The tribunal considered no fewer than 63 alleged incidents of direct race discrimination, race-related harassment, and discrimination arising from disability and victimisation.
In June 2011, a white chief engineer for a contractor on the site, made a comment in the security office in front of others, referring to Assan as his “slave”.
The panel said: “This extraordinary remark was apparently intended to be humorous and was delivered in a jocular manner. Not surprisingly, the claimant was embarrassed and offended.”
The same year, another incident included a colleague making a Nazi salute while shouting “Heil Hitler”. In 2012, Rampe asked Assan, where he had learned his English, something the tribunal found was materially influenced by his race.
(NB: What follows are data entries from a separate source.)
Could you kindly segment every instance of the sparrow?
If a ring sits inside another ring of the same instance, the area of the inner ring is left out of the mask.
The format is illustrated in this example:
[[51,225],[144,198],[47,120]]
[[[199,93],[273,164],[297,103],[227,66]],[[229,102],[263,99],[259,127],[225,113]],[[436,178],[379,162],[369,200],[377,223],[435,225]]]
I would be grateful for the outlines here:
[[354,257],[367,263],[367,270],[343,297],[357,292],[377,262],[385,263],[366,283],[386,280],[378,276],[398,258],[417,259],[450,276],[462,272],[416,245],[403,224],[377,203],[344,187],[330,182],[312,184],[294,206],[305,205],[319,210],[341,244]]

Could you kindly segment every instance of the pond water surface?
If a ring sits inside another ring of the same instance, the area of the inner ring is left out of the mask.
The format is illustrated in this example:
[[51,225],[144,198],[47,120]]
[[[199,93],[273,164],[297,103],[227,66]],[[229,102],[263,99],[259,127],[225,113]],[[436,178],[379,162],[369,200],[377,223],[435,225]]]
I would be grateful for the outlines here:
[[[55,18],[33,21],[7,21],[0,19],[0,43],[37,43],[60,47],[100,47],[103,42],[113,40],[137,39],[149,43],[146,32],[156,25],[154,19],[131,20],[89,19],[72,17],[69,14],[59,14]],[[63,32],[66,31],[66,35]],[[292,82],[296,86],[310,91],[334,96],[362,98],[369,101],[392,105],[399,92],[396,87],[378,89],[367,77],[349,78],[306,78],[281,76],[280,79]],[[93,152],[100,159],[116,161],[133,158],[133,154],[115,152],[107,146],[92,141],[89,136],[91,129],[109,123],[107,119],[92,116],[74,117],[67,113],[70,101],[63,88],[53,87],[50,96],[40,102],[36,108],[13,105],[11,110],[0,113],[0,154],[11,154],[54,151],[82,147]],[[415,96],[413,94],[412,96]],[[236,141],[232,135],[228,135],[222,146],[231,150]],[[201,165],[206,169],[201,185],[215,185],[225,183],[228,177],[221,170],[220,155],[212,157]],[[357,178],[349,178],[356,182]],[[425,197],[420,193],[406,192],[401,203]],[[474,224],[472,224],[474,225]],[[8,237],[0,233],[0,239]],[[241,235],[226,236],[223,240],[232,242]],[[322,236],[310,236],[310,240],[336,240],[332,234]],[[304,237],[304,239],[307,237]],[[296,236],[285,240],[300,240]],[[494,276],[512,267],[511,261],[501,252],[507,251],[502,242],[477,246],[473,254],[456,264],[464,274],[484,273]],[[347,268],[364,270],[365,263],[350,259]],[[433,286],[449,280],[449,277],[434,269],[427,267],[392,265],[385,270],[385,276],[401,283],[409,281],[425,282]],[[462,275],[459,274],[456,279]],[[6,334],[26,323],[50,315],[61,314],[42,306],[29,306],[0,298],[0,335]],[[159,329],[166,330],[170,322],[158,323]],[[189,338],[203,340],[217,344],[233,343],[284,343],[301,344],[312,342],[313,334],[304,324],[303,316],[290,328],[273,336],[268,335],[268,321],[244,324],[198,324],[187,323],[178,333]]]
In 2015, “Mr X” referred to some Eastern European visitors as “stupid foreigners”. A complaint was eventually upheld and, seemingly at the behest of Rampe, Mr X was disciplined, receiving a first and final written warning.
The tribunal found that Assan suffered an “obvious detriment” when his promotion application in 2016 was ignored, and that his race was, at the very least, a material factor.
The tribunal concluded that most of his claims failed as acts capable of amounting to harassment. Of those which survived, all but two failed because they were not shown to rest on conduct “related to” race or because they were presented out of time, meaning the tribunal had no jurisdiction to consider them.
The judge said: “In our judgment, [Rampe’s] overtly race-based treatment of the claimant is more than sufficient to shift the burden to the respondent to disprove discrimination. That burden is not discharged.”
The judgment added: “There were certainly race-based incidents at several points in the long story. But our focus must be upon the dismissal and what precipitated the resignation through which it was effected… We are satisfied to a high standard that the treatment which caused the claimant to resign amounted to a series of acts of victimisation.”
It added “Plainly, the respondent’s treatment of the claimant on 31 January 2022 in calling him into a ‘disciplinary investigation meeting’ without warning, suspending him and sending him a list of unparticularised allegations of gross misconduct constituted detrimental treatment.”
The tribunal determined that, in respect of the successful claims for victimisation and unfair dismissal, Vigilant Security shall pay Assan £360,700, comprising past and future losses, injury to feeling, personal injury, a basic unfair dismissal award, interest, a 17.5% Acas uplift and grossing up for tax.